Multiphase metering technology continues to evolve, with significant implications for the oil and gas industry. Current technology is sufficiently capable for some oilfield applications and requires further development for others, particularly low-maintenance measurement of high GVF fluids. This paper discusses a field trial of four commercially available multiphase meters, including the test set-up, meter evaluation criteria, and general conclusions.
Accurate determination of oil, water, and gas production rates is an important element of oilfield management and optimization. Information from well testing is used for identification of wellwork and in-field development opportunities, artificial lift optimization and troubleshooting, and optimization of production through surface facilities. Additionally, well tests have direct impact on fiscal accounting, reservoir management, and production forecasting. Metering of fluids from production wells has traditionally utilized large separation vessels to separate the combined fluid into gas, oil, and water streams, which are then measured individually. More recent methods involve twophase separation into gas and liquid streams, with supplementary metering to determine the water/oil fraction of the liquid stream.
Traditional test separators are large pressure vessels (with significant capital expense), requiring a large footprint, overpressure protection, and chemical injection to break oil/water emulsions. Due to the volume capacity of the vessels and test pipelines (particularly in subsea fields), lengthy purge and stabilization periods are required between wells, reducing the efficiency of the testing system. Solids build-up in the vessel affects separation efficiency by altering effective fluid level, weir height, and retention time. The production characteristics of wells are masked by the dampening effects of a large vessel, and additionally this limits the potential for gas lift optimisation.
A multiphase flow meter (MFM) capable of accurate flow measurements could provide significant cost savings and improved well management and optimization. In an onshore development, a MFM permanently installed on the production line of every well would eliminate the need for a traditional test vessel, separate test header, and the associated divert valves.

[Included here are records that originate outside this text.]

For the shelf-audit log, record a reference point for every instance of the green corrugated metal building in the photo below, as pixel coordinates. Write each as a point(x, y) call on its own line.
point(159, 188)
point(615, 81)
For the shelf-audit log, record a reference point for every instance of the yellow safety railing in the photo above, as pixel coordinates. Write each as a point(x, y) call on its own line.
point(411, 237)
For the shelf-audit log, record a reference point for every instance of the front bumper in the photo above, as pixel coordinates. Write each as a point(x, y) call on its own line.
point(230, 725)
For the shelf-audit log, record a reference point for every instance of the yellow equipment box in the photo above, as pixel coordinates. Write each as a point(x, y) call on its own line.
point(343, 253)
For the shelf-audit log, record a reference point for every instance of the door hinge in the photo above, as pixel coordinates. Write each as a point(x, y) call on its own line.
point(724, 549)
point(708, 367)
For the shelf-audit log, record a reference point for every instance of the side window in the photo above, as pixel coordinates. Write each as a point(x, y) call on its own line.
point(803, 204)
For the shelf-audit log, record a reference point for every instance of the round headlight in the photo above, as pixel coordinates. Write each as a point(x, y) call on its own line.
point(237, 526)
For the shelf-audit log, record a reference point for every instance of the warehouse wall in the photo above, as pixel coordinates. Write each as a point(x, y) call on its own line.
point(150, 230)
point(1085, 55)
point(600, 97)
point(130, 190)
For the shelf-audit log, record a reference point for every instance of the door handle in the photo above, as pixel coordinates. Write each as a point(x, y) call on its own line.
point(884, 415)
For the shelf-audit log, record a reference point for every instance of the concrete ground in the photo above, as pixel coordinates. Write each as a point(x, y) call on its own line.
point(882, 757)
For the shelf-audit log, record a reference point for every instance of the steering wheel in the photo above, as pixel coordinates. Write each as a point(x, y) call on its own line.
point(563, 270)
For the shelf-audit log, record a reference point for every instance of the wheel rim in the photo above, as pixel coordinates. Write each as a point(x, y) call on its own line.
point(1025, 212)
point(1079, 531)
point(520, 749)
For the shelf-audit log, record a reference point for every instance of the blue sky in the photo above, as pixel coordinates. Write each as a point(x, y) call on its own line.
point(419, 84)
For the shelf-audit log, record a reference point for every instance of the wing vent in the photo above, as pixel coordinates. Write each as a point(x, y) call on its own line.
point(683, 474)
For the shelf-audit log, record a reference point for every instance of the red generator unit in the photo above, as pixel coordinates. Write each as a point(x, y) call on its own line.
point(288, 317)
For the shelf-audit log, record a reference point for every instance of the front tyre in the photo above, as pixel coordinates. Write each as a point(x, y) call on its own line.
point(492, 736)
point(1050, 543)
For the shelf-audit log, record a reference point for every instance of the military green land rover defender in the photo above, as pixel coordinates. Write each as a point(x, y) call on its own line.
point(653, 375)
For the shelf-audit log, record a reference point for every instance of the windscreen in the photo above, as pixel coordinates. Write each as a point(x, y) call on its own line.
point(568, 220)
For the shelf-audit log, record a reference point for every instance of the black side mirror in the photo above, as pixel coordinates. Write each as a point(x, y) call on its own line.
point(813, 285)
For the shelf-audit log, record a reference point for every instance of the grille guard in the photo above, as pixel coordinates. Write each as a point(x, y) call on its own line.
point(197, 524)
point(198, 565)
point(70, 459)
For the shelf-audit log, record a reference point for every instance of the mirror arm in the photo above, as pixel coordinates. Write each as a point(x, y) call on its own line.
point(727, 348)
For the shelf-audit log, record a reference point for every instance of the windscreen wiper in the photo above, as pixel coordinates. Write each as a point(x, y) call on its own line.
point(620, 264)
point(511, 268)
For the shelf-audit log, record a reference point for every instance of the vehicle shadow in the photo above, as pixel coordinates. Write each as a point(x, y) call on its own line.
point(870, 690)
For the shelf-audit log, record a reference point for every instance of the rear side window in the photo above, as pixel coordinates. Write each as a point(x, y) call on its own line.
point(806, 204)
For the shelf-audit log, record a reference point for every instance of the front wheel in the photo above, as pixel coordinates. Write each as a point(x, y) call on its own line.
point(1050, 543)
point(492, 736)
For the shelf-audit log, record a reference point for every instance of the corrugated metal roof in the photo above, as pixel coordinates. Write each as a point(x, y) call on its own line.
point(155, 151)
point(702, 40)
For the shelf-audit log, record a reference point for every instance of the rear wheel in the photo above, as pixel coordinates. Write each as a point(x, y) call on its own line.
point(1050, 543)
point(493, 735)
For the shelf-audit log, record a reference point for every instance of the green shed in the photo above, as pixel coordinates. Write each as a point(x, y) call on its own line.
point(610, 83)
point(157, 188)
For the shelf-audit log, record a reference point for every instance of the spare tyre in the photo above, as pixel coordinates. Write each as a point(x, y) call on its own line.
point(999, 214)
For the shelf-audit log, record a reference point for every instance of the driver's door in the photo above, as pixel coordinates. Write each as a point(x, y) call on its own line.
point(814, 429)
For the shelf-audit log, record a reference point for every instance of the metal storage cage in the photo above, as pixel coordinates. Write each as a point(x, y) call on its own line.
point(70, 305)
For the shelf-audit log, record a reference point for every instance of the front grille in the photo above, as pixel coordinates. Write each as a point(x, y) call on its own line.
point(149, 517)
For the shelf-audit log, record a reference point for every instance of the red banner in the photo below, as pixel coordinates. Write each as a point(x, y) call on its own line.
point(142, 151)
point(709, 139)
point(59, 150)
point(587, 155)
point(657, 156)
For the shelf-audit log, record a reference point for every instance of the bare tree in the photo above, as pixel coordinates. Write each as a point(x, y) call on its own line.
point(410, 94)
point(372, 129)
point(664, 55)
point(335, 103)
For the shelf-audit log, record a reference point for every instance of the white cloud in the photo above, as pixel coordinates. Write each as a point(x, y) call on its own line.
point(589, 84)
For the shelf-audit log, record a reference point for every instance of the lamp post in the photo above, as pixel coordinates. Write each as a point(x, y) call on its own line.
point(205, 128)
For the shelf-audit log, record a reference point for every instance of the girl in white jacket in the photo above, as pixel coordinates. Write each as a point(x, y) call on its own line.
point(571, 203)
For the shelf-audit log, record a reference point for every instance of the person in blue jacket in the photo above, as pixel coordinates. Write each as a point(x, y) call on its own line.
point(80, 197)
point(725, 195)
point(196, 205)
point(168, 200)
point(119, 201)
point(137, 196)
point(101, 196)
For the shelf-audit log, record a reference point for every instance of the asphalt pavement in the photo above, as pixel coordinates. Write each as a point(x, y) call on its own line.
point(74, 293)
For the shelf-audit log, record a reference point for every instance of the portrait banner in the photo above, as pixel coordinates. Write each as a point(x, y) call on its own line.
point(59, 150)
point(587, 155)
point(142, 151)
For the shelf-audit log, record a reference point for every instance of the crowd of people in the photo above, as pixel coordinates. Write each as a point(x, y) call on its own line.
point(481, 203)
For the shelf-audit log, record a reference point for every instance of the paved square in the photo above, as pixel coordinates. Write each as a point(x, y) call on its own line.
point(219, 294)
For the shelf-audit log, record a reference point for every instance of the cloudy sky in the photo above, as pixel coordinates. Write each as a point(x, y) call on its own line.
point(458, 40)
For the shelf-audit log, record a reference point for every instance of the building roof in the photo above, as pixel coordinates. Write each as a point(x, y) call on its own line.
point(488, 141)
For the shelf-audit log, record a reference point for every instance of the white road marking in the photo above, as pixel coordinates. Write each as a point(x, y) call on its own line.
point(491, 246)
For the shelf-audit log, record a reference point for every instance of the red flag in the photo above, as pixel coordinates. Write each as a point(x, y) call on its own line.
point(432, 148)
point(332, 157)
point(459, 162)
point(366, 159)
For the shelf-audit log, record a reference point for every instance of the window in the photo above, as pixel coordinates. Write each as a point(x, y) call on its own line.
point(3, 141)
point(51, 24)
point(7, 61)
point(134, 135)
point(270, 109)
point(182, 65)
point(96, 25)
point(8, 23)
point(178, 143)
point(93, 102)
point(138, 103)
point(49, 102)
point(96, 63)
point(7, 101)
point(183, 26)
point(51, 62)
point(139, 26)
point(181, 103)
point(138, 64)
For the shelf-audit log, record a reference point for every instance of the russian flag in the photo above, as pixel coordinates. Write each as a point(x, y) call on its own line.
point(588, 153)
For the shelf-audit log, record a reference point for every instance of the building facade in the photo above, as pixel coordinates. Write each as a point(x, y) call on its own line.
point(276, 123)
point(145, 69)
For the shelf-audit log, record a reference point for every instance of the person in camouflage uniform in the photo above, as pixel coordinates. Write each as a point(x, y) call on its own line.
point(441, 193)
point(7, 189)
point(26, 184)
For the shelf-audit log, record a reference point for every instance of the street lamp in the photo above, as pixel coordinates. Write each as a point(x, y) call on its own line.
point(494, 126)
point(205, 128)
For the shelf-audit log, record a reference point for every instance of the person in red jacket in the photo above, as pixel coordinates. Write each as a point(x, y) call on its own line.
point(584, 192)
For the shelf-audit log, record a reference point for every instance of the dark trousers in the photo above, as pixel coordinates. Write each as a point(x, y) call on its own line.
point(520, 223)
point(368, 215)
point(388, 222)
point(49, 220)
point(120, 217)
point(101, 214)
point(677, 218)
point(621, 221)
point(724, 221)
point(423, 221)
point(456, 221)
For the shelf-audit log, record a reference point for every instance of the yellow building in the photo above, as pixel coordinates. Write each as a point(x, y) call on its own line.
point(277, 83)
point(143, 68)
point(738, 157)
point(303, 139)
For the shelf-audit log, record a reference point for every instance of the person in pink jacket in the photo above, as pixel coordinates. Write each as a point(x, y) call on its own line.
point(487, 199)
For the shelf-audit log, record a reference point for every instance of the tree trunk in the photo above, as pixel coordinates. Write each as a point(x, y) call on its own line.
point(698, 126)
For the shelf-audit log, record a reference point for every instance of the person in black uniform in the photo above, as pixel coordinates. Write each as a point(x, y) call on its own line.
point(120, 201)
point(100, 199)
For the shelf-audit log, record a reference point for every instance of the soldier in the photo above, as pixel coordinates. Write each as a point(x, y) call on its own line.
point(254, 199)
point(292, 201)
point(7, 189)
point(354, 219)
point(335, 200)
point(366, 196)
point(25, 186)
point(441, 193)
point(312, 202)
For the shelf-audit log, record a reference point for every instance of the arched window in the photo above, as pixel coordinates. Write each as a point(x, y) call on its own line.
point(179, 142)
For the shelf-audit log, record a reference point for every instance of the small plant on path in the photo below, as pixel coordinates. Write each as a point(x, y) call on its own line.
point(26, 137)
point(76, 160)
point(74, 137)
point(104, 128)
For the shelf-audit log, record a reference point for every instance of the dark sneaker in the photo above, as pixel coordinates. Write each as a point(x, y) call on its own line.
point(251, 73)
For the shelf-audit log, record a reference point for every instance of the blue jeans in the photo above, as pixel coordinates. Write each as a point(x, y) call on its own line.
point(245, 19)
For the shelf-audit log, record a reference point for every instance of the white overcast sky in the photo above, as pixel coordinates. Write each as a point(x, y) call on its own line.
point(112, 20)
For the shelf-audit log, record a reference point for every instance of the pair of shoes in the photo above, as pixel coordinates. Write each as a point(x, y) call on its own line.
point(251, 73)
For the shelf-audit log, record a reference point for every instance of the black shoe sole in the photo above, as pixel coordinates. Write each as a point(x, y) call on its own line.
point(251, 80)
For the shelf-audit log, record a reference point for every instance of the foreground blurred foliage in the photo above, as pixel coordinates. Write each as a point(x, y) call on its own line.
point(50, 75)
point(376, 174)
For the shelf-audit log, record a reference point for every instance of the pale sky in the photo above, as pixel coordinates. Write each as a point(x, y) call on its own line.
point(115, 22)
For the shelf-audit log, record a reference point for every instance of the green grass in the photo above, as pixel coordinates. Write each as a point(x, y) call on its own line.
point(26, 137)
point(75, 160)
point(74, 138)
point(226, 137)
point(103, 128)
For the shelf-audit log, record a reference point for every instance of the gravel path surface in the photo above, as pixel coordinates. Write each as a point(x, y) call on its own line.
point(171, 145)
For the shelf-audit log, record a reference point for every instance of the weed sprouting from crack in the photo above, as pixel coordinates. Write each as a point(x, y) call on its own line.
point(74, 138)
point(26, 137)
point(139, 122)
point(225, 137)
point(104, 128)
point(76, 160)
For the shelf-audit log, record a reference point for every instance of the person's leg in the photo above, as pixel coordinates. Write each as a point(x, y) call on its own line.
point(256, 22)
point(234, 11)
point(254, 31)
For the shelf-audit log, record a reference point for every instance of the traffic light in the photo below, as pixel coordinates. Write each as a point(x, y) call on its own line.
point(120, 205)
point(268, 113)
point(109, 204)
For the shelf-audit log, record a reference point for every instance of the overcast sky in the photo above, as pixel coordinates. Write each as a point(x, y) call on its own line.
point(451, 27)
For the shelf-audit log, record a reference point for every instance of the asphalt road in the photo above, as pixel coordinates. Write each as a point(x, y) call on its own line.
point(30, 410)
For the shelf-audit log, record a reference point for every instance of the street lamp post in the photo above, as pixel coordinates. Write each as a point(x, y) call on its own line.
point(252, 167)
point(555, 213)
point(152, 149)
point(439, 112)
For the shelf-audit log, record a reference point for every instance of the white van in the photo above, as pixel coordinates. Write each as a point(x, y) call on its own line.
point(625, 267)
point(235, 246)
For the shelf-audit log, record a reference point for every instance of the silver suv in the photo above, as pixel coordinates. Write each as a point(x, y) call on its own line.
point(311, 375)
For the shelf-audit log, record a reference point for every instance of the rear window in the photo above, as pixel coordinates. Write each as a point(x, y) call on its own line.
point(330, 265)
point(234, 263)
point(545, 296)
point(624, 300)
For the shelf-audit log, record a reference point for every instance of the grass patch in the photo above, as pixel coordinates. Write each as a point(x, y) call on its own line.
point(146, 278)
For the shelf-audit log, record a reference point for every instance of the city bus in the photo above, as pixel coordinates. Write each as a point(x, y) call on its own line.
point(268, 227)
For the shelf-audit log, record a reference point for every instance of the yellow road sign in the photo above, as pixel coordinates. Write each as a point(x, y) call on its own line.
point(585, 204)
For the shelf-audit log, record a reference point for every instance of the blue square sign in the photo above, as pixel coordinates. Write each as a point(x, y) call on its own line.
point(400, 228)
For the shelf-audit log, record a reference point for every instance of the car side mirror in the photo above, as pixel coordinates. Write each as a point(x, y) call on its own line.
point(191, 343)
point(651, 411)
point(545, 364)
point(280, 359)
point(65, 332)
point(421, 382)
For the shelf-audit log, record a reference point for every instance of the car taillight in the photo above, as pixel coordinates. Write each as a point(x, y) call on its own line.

This would also reduce the footprint of the pad, the fire and gas suppression requirements, and the necessary automation and safety systems. Continuous monitoring would also provide the ability to make much faster, better-informed decisions and well interventions. Many MFMs claim considerable tolerance to emulsion, which has the potential to reduce the dependence and cost associated with emulsion breaker.
MFMs also have the potential to augment or replace traditional pad separators that are consistently troublesome. In addition to more frequent and timely information on well production, ultimately this could reduce operator dependence on portable testing units which are currently employed for compliance testing. MFMs also have the potential to replace the portable testing units themselves. Elimination of the vessel means a more mobile, more efficient operation, with no purge time, reduced rig-up and rig-down time, and increased testing frequency in a given time period. Elimination of the vessel also reduces HSE exposure by eliminating overpressure potential at a weak point in the system.
Previous industry experiences with multiphase flow meters included operational problems arising from constant recalibration requirements, mechanical breakdown, "black box" data output, and measurement inaccuracies at high gas volume fraction (GVF, the volume fraction of gas as seen by the meter, at line pressure and temperature). In an effort to evaluate the current technology available, a field trial was performed in September of 2003 on the North Slope of Alaska.